Foreword

A Romanian accountant walks into the office and asks...

In the mid-1990s, I was faced with the question: How do you teach a Romanian financial employee about business management and strategy? In 1996, I was an expatriate finance professional working for Colgate-Palmolive and had taken on the management of the finance team for Colgate Romania. While I had traveled in Eastern Europe for several years, this was my first permanent assignment, and I looked forward to teaching the young team about capitalism. Loung Eastern European professionals simply did not have the benefit of context when it came to management concepts.

I thought about assigning them a diet of management books but then remembered that my father had put together an "everyman's" template of readily teachable material that at the time was known as the ABCs of Insearch. I still have one of the original copies he gave me more than thirty years ago. While I had referenced the material from time to time in the early stages of my career, for the first time I looked at the entire body of work and understood its purpose. Simply put, he had taken the most fundamental elements of management theory and practice from dozens of experts and distilled the content into simple and readily teachable images and phrases for the purpose of aligning an entire organization from top to bottom. It was genius.

I have carried this material around with me from Eastern Europe to the early days of the Internet boom when I joined a start-up in NYC named DoubleClick, eventually serving as both Chief Financial Officer and Chief Technology Officer of that NASDAQ-traded public company. I then joined my father at Juris, Inc., taking over the lead of the organization as Dad battled cancer. As he recovered, I had the pleasure of working and learning from him for a few years until we sold the company to LexisNexis. More recently, I was at another NASDAQ company, Bazaarvoice—initially serving as its Chief Financial Officer and then as Chief Executive Officer of the Internet social commerce company. No matter where I have worked—I have worked in dozens of countries around the world—and no matter the business context, I continue to discover and marvel at the incredible utility of what is now titled The Language of Excellence.

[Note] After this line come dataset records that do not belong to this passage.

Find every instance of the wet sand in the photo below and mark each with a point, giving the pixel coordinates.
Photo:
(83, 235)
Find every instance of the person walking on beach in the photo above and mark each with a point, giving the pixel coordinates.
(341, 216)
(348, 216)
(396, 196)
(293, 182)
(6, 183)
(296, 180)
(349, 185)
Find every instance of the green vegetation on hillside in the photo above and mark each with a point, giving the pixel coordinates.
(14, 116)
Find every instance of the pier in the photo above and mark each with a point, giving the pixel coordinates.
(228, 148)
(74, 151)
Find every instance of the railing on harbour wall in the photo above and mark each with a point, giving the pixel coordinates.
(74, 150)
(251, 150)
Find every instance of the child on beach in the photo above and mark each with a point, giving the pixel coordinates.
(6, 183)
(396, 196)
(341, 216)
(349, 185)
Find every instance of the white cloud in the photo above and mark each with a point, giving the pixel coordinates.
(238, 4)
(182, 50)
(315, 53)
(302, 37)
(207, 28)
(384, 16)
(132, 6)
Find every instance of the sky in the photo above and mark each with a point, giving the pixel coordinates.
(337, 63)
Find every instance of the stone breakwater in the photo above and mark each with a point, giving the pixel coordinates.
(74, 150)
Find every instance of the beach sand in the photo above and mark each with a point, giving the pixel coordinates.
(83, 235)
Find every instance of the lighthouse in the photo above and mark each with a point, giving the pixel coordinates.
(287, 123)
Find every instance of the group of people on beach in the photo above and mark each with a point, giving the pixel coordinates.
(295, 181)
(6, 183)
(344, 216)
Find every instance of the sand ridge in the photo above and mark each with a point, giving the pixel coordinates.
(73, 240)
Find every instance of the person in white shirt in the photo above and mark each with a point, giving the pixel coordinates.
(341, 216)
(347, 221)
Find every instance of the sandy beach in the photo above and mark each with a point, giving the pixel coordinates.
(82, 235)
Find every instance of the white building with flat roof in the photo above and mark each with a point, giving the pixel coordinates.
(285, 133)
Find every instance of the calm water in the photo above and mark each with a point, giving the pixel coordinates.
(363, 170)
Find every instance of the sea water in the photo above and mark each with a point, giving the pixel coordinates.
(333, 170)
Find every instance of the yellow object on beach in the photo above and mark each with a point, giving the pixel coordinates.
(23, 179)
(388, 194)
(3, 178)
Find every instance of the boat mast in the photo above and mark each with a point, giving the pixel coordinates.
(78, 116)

I owe an incredible debt of gratitude to my father for the gift of this content. It has guided me and will continue to guide me as I evolve as a business leader and entrepreneur. I have shared the material on many occasions and the concepts are embedded, perhaps unknowingly, into any number of companies spread through the people I have had the privilege to work with throughout my career. My father has had more influence than he even knows in this regard, and it is truly wonderful to see him update the material and translate it to the age of the whiteboard.

After many years in business, I still find The Language of Excellence to be the most useful and powerful management teaching tool I've come across. I hope you, the reader, will too.

Dad, thank you for this incredible legacy.